Chief Winemaker, Yalumba


    B App Sc (Wine Science),  Adelaide University’s Roseworthy Campus

    Louisa Rose is the Chief Winemaker at Yalumba and Hill Smith Family Vineyards, where she has worked for more than 30 years. The Yalumba winery is located in the Barossa Valley in South Australia, where the climate, Louisa says, is “perfect for growing grapes.”

    Grapes were introduced to Australia from Europe and South Africa. Though they're not a native species, grapes thrive in dry Australian climates.

    The warm, dry summers in Barossa are a protective boone against disease in the vineyards. But there is another reason Yalumba’s grapes are so healthy, an essential contributor to the overall make-up of Yalumba wines and, therefore, to the way that they taste. 

    That piece? 


    The idea of “wild wine” is central to the philosophy behind Yalumba’s Y Series of youthful wines, which emphasize sustainability and the importance of biodiversity in winemaking, and which supports Re:wild’s mission to protect and restore the wild.

    “I think the only way that you can have a really healthy farm, or healthy environment, is for it to have biodiversity,” Louisa says, “A biodiverse system looks after itself.”

    Yalumba’s vineyards benefit from being part of a rich ecosystem. Native grasses and shrubs grow between, around, and under the grapevines, creating a cooler environment than the bare soil vineyards of old-fashioned viticulture, which reflect more heat. 

    “By letting those grasses die off and act as natural mulches, you're retaining more moisture in your soil,” Louisa says.

    In Yalumba’s vineyards natural predators like birds, wasps, and spiders keep caterpillar populations in check. Yalumba wines are cultured with native yeasts: fungi that grow wild in Yalumba vineyards, and which later becomes an essential player in the fermentation process.

    “That native yeast, or those wild yeasts, as we often talk about them, are really healthy growing in our vineyards because of the biodiversity,” Louisa says.

     These yeasts are unique to the regions of South Australia where they grow, which means that Yalumba wines taste like wine made nowhere else in the world — it is not inaccurate to say that wine tastes like the region the grapes, and the yeasts, were grown in. 

    That is why a sommelier (or a wine taster) with a sensitive palate might be able to pinpoint the country or region a specific wine originated from. It also means that when you have a glass of Yalumba wine in the evening, you’re getting a little taste of South Australia.

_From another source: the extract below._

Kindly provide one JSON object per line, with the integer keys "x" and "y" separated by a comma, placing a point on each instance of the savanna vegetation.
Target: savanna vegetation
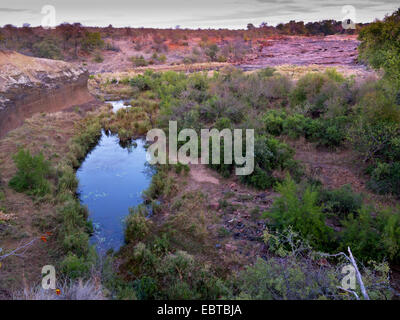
{"x": 170, "y": 250}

    “We utilize nature and its biodiversity to make what we think are more complex and more interesting wines,” Louisa says. “By having the natural predators in the vineyard, and having perfect weather conditions, we get healthy grapes with very little disease in them. We haven't had to take out any undesirable flavors. That’s why we believe our wines are more flavorful and more textural and, ultimately, more interesting.”

    Yalumba wines are also 100% vegan. For hundreds of years, winemakers have used milk and egg whites yolks, for example, to soften the flavors of the wine — to pull out some of the tannins, and reduce the overall bitterness of the drink. Thanks to biodiversity, Yalumba vineyards are so healthy that its wine remains, as Louisa says, “wild.” 

    Louisa grew up in Melbourne. Her parents had a small vineyard in Yarra Valley, where Louisa spent weekends and school holidays learning how to care for the vineyard and the surrounding property.

    “I loved working and watching the vines grow, watching the nature around it. My Saturdays in winter were always outside pruning, and it was just me and a radio.”

    For Louisa, making and tasting wine is wrapped up in themes of memory. She enjoyed science in school and loved working in her parents’ vineyard, and those two things combined are what led her to study winemaking at an agricultural college that is now part of Adelaide University. She started working at Yalumba after that, and has been there through 32 vintages — making wine, and memories.